Idle words again, no real intent behind them, just the need to keep his brother distracted as he pressed gently at his ribs, fingers as light as he could manage. Dean shrugged a little, hissed as Sam probed a tender spot.

"Pool cues. Half a stool, I t-think. Boots. Fists. The u-usual."

"Half a stool?"

"His face b-broke it first."

Sam smirked, worked arnica into the bruises, listened to his brother shiver and slowly, slowly relax as it worked its magic.

"We gonna have any problems?"

The pause was so long, he thought Dean might have fallen asleep.

"Nah. They ain' gonna call cops. Not when Christie'll tell Sheriff wha' they did."

"Christie?"

"Waitress. Cute. Big… y'know. Assets."

He nodded, sat back and watched as his brother lowered his shirts, still wincing, blinking groggily.

"Three questions."

"Man. 'M tire', Shammy."

He couldn't find a grin at the slurred protest.

"You know the drill, man. Three questions, then you can sleep."

Dean groaned, leant back in his chair and tipped his head back to squint at the ceiling.
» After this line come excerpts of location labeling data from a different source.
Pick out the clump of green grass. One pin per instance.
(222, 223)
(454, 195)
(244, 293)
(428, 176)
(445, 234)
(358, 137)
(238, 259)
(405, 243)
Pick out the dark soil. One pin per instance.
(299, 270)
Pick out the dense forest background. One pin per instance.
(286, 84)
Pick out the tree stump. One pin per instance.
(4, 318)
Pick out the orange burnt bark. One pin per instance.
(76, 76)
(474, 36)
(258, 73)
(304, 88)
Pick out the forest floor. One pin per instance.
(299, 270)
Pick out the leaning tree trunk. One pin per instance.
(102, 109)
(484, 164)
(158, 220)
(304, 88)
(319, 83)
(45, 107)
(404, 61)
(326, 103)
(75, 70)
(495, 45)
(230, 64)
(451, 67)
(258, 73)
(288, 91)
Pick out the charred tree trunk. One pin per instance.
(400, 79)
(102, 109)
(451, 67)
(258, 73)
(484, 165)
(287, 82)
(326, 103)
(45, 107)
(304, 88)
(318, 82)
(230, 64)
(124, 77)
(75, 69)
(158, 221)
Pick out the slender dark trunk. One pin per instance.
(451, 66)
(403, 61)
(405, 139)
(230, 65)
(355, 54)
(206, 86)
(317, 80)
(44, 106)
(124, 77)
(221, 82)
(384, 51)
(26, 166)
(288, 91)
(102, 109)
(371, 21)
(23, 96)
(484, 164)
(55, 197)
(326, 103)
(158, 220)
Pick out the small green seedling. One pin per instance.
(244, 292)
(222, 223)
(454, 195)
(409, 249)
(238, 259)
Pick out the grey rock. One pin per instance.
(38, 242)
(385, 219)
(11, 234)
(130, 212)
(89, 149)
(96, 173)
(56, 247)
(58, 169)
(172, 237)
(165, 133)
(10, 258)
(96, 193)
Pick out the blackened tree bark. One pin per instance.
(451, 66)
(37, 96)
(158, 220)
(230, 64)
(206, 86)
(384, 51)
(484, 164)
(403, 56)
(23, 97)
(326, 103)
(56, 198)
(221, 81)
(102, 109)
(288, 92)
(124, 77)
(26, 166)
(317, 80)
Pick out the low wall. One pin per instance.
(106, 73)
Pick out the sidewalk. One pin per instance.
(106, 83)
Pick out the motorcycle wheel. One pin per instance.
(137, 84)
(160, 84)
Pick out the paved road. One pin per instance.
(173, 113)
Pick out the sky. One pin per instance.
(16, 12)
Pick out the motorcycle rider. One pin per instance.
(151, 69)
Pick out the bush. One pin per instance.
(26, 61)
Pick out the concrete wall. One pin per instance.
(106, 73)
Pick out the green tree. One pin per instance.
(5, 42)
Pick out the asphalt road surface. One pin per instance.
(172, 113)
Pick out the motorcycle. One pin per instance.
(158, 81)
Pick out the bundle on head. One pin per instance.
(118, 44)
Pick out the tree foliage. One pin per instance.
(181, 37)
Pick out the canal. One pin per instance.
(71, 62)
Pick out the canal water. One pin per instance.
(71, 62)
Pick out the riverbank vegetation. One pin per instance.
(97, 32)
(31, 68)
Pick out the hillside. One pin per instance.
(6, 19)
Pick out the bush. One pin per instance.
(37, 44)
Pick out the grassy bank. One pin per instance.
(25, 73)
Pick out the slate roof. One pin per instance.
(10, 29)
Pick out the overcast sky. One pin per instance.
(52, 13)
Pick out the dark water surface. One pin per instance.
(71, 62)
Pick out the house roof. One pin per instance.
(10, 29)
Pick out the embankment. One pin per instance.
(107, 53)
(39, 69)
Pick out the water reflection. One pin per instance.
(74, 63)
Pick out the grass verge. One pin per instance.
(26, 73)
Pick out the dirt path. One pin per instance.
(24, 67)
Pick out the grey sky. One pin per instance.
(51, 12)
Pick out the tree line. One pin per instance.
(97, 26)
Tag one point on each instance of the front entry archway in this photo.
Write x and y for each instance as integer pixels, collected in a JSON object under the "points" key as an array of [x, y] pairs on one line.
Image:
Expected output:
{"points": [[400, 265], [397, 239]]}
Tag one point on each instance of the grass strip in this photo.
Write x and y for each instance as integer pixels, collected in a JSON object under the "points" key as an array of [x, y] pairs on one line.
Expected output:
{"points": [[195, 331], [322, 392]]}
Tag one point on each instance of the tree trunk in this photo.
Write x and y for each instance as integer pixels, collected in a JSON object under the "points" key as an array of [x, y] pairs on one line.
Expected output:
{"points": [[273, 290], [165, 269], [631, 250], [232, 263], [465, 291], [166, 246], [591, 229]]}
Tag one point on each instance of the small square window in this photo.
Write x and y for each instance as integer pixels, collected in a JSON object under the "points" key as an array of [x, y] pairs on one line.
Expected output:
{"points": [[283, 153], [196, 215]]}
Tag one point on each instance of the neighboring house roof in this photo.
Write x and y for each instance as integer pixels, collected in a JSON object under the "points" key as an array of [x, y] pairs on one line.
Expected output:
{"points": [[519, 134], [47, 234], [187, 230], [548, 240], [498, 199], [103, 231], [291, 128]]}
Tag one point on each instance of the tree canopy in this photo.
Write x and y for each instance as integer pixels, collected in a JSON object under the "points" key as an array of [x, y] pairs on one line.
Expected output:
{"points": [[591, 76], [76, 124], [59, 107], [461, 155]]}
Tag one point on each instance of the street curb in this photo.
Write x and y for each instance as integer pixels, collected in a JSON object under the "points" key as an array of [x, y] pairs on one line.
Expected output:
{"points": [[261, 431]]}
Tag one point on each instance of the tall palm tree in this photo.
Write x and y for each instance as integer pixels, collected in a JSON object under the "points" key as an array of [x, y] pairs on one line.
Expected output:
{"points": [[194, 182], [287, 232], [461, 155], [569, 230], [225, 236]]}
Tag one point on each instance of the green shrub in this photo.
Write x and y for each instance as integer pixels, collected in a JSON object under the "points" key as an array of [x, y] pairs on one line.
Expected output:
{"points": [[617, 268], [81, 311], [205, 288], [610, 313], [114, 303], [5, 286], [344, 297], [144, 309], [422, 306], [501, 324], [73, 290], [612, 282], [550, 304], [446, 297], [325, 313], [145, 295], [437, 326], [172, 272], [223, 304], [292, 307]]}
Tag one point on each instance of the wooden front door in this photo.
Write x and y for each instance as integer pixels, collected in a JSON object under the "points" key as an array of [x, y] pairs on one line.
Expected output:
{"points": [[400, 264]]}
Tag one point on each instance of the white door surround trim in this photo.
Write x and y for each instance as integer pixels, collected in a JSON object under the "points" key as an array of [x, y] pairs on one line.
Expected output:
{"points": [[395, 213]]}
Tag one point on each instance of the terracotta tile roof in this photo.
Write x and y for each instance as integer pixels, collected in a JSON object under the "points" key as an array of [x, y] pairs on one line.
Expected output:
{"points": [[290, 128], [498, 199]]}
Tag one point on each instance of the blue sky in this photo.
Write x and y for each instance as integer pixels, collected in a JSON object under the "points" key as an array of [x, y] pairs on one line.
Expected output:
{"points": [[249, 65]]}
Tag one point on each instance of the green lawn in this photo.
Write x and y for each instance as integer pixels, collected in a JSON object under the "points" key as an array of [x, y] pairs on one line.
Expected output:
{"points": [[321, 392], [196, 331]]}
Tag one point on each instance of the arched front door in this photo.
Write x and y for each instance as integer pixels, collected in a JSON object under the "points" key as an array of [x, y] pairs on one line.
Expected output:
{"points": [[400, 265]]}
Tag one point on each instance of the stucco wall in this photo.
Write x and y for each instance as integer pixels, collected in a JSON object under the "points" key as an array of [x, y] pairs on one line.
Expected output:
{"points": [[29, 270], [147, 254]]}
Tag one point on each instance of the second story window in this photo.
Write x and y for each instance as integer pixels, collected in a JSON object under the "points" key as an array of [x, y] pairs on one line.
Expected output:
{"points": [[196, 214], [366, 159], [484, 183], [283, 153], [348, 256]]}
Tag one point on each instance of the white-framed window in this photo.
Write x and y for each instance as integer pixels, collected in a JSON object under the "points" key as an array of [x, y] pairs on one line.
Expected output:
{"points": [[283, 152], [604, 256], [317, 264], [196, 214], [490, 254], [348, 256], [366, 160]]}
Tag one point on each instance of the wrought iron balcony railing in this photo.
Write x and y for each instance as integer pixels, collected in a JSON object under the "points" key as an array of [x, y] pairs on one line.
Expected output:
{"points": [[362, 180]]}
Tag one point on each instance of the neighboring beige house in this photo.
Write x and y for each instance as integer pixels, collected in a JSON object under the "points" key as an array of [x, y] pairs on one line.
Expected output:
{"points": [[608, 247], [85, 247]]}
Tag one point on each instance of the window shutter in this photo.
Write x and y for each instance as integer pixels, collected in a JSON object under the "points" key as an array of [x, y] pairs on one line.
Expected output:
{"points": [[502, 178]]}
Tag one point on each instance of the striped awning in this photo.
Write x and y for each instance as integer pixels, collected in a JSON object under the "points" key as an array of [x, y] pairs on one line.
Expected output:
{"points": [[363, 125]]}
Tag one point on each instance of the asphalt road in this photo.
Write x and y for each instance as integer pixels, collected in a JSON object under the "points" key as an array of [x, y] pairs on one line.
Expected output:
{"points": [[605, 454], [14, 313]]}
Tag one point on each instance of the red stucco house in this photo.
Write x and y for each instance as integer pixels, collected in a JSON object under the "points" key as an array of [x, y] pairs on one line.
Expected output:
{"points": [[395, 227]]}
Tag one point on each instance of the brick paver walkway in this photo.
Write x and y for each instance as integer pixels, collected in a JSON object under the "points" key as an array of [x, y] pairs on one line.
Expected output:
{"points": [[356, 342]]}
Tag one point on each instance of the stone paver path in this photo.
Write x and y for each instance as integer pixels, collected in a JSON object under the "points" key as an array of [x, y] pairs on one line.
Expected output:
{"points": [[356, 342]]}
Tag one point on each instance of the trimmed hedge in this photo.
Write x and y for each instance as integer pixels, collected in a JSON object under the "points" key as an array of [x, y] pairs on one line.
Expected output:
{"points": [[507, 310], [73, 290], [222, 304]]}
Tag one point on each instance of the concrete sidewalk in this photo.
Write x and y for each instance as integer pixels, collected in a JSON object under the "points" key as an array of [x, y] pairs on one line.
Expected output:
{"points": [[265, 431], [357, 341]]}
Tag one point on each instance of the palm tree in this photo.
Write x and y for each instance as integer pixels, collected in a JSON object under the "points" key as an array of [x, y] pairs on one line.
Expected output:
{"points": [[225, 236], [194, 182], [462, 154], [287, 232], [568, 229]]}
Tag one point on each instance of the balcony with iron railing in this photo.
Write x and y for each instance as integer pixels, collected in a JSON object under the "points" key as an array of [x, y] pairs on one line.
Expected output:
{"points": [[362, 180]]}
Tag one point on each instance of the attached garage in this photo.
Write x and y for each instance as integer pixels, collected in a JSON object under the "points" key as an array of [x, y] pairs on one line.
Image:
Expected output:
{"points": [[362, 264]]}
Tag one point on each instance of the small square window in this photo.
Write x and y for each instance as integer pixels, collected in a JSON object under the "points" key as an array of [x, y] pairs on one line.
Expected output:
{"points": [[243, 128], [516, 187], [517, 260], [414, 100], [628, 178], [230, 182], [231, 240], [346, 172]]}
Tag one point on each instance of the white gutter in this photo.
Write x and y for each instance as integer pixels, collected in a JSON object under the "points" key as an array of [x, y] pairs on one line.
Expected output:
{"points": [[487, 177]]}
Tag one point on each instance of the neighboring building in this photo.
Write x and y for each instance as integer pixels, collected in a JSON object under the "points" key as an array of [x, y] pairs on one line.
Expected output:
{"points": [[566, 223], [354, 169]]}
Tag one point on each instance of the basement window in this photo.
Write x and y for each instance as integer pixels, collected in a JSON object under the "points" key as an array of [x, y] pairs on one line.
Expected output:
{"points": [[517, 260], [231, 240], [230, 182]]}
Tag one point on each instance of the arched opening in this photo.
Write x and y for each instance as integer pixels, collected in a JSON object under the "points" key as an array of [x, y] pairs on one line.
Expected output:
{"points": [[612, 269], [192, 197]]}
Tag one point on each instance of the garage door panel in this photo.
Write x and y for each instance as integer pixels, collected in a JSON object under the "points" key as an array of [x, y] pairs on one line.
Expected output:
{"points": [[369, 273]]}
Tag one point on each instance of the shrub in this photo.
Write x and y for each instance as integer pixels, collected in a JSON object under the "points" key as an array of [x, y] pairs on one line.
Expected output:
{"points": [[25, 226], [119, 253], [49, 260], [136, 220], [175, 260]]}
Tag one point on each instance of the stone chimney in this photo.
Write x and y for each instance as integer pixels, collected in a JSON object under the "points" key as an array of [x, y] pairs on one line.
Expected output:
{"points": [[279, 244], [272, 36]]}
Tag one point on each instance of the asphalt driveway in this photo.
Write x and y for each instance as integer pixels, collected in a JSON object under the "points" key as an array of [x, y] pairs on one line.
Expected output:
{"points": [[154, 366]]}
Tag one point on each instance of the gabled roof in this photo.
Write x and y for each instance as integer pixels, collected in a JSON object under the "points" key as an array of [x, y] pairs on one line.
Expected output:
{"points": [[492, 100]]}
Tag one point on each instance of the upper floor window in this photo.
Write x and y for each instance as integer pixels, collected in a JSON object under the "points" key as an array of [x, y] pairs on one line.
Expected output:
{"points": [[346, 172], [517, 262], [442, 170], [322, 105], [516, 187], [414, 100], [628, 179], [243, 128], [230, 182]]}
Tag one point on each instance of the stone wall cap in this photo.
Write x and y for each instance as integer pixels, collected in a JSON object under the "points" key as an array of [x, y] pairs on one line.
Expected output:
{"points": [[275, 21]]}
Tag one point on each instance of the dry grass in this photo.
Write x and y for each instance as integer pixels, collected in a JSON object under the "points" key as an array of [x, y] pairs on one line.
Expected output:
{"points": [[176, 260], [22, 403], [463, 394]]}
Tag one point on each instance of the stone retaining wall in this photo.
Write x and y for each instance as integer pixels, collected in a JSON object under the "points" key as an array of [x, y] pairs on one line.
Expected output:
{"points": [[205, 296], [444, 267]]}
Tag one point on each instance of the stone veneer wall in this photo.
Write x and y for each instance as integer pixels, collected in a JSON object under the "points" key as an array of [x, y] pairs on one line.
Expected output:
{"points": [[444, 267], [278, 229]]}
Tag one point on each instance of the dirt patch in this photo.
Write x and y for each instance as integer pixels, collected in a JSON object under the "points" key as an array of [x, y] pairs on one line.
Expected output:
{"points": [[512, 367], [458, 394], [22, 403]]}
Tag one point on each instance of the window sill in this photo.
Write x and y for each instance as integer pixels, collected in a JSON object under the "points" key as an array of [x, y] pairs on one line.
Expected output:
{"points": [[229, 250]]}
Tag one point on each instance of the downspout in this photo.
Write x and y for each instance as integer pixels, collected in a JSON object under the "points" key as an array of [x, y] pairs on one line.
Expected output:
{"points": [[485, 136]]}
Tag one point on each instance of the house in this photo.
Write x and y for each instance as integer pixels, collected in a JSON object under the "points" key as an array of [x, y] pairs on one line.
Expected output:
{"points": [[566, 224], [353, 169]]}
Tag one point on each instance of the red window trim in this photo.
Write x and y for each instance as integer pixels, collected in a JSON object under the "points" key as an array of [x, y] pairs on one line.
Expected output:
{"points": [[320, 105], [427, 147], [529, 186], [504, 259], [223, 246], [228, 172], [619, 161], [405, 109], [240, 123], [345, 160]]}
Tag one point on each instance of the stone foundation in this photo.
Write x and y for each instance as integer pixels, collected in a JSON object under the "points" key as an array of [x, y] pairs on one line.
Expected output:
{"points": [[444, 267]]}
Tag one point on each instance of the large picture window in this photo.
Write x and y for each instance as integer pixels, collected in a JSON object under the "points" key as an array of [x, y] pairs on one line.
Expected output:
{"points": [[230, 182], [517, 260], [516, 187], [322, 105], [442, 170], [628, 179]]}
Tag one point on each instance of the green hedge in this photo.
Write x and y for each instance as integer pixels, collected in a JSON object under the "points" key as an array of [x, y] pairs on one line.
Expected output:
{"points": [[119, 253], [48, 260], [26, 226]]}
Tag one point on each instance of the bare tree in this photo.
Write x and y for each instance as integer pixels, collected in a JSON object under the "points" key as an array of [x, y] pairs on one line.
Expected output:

"Dean Michael Winchester, born January 24th, 1979. Uh…"

Sam sighed, rubbed at one temple, paced a few steps towards the far wall, suddenly feeling claustrophobic.

"What's the last thing you remember?"

"Before the pool cues?"

"Yeah."

His brother was silent again, long enough to make him look up sharply, search the older man's face for trouble. Dean just stared at the ceiling, and even from halfway across the room Sam could tell he wasn't seeing it.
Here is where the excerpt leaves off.